Besteht nicht in belasteten öffentlichen Einrichtungen die Notwendigkeit, antibakterielle Reinigungsmittel einzusetzen ?

Prof. Daschner:
Nein, normale Reinigungsmittel genügen. Wie schon gesagt: Antibakterielle Zusätze sind nicht effektiver als das Reinigungsmittel ohne antibakterielle Zusätze.
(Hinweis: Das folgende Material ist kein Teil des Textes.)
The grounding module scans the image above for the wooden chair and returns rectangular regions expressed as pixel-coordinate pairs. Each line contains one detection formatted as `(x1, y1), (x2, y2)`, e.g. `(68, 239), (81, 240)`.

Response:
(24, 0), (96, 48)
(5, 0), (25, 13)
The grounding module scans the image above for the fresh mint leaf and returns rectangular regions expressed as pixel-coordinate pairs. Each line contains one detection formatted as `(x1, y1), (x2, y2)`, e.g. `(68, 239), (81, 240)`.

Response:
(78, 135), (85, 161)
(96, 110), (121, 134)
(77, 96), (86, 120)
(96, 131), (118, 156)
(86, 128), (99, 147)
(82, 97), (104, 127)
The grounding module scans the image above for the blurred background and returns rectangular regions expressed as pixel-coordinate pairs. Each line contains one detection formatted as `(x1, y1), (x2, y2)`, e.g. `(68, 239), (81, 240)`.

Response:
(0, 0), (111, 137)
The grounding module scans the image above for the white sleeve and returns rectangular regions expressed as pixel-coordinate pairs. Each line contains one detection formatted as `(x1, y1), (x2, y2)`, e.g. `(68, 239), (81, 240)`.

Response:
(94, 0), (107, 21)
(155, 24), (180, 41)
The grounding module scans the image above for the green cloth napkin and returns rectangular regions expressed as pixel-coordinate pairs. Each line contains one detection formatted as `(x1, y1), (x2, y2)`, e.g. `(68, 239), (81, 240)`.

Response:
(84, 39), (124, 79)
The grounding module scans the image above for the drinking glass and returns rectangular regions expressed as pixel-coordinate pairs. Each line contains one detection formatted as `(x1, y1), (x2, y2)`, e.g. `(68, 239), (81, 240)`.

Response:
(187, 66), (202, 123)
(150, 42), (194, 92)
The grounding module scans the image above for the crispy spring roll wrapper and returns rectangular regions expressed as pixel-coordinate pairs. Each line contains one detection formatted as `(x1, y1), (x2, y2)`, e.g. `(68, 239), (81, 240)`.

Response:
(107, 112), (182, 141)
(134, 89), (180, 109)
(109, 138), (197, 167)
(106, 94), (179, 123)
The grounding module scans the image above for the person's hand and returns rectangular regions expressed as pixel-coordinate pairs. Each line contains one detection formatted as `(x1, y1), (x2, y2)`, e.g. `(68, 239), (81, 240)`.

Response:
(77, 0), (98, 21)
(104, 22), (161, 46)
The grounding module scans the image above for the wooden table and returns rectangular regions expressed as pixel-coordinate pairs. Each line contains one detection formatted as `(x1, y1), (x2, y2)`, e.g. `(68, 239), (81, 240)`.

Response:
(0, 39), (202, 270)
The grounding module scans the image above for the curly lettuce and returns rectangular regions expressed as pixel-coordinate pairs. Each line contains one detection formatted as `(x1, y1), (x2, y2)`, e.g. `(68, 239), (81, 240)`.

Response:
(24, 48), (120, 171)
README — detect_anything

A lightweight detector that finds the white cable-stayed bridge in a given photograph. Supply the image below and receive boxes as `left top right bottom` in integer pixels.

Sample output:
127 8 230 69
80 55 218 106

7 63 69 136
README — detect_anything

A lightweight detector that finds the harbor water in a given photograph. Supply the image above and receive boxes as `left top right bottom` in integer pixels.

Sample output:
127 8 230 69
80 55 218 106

Ist die antibakterielle Ausstattung von Haushalts- reinigern für den Menschen und / oder die Umwelt gefährlich ? Müssen wir vielleicht mit einer Zunahme der Restistenzentwicklung von Krankheitserregern durch den verstärkten Einsatz dieser Mittel rechnen ?

Prof. Daschner:
Ja, denn ausnahmslos alle antibakteriellen Zusätze können auch Allergien hervorrufen und schädigen vor allem nicht nur die bösen, krankmachenden Bakterien, sondern die guten Bakterien im Abwasser, die wir für die biologische Abwasserreinigung benötigen. Es gibt jetzt schon Resistenzen gegen Desinfektionsmittel und wenn wir in Deutschland und weltweit mit Desinfektionsmitteln weiter so sorglos umgehen, werden sich noch mehr Krankheitserreger- Resistenzen gegen Desinfektionsmittel entwickeln. Da gibt es überhaupt keinen Zweifel.

Herr Professor Daschner, vielen Dank für dieses Interview.